That's a common scenario across the county, Clinedinst said.
“In schools where students are all high-achieving and there's not a lot of difference between the ranks, administrators want to decrease course-taking decisions like that and the sense of competition between students,” Clinedinst said.
Continuing with a single valedictorian is a decision with which officials at Franklin Regional are wrestling. In February, the school board considered a recommendation to instead recognize students with a 4.4 or higher grade-point average as “distinguished scholars.” That would have meant between eight and 12 students would be recognized as “No. 1,” officials said.
Board members weren't comfortable with the idea that a dozen students might have their class rank listed as “one” on their transcripts.
“One is one,” board Vice President Joe Seymour said. “It's not one through 12.”
Instead, when Franklin Regional students graduated on Friday, one valedictorian was named. The board's policy committee is slated to revisit the policy during the next school year.

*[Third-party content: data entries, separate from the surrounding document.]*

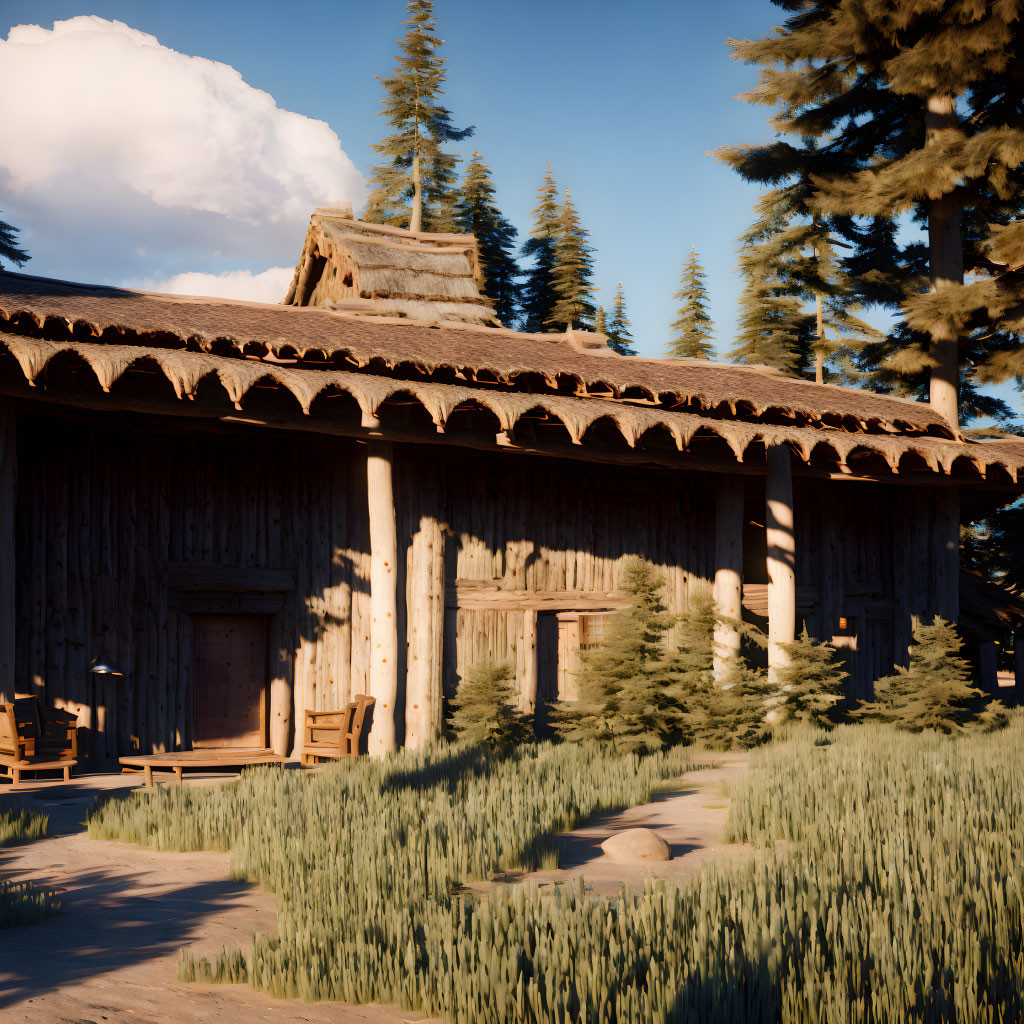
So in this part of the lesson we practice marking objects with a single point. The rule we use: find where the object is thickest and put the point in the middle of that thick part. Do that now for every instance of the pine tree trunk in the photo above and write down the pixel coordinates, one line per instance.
(416, 220)
(945, 260)
(819, 351)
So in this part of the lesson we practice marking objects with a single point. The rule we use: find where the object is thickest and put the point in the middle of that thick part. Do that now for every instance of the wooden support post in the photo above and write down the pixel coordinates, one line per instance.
(8, 482)
(946, 553)
(781, 557)
(987, 673)
(282, 692)
(426, 627)
(1018, 691)
(527, 643)
(728, 569)
(383, 597)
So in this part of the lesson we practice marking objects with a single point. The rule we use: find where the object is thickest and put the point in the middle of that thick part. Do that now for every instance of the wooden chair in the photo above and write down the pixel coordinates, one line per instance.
(334, 734)
(34, 737)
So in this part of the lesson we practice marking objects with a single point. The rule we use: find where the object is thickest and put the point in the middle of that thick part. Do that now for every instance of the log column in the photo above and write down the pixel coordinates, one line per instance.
(946, 553)
(282, 692)
(527, 646)
(781, 557)
(426, 625)
(8, 474)
(383, 597)
(728, 569)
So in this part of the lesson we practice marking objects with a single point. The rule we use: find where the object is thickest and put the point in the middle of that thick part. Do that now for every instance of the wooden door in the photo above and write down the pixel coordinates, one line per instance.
(230, 681)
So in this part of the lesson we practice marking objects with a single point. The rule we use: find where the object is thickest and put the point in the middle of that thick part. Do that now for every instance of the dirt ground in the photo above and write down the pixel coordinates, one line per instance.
(111, 954)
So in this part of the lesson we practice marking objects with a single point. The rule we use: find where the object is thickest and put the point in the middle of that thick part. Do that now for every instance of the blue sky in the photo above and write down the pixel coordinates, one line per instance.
(625, 100)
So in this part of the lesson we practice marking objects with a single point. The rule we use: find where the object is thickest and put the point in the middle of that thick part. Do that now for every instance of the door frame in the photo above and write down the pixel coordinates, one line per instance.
(264, 690)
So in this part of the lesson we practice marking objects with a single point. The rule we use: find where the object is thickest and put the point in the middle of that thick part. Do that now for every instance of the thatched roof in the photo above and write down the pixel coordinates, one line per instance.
(492, 358)
(584, 420)
(376, 269)
(988, 610)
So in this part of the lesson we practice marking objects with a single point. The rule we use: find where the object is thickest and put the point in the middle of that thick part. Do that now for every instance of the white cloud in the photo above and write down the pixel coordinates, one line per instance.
(130, 159)
(267, 286)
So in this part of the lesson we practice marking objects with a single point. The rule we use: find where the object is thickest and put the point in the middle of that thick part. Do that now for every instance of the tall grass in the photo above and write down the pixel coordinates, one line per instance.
(897, 897)
(22, 826)
(20, 902)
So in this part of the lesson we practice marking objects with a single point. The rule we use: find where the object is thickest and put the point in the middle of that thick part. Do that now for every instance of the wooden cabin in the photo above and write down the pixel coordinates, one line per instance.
(257, 509)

The quality of education is most important, surveys conducted by the National Association for College Admission Counseling show. In its most recent survey, conducted in 2011, only 19 percent of colleges placed a “considerable importance” on class rank, compared to 42 percent in 1993. Instead, the colleges most closely consider teens' grades in college-prep courses, the strength of their high school curriculum, college-admissions test scores and a student's overall grades.
Part of the reason colleges aren't relying as heavily on class rank is because fewer high schools are reporting it, Clinedinst said.
But there still is value to being a valedictorian, said Michael Reilly, executive director of the Washington D.C.-based American Association of Collegiate Registrars and Admissions Officers.
“It's a strong indication of an academically talented student,” Reilly said. “I think the honor is losing some of its luster, though, as some high school change the definitions and give the title to multiple valedictorians from the same class.”
Sarah Marker was one of two valedictorians from the class of 2002 at Perry Traditional Academy in Pittsburgh. The honor helped her obtain scholarships; in fact, she was one of three valedictorians in contention for a full scholarship from Duquesne University in Pittsburgh.
Marker said the designation is a very high accomplishment that shouldn't be taken away from students who work hard.
“It was something I worked my butt off for,” said Marker, now 29, of the city's Brighton Heights neighborhood. “To this day, I have it on my resume. It's not fair to the students (to eliminate class rank). It reflects a behavior that you develop as early as elementary school.”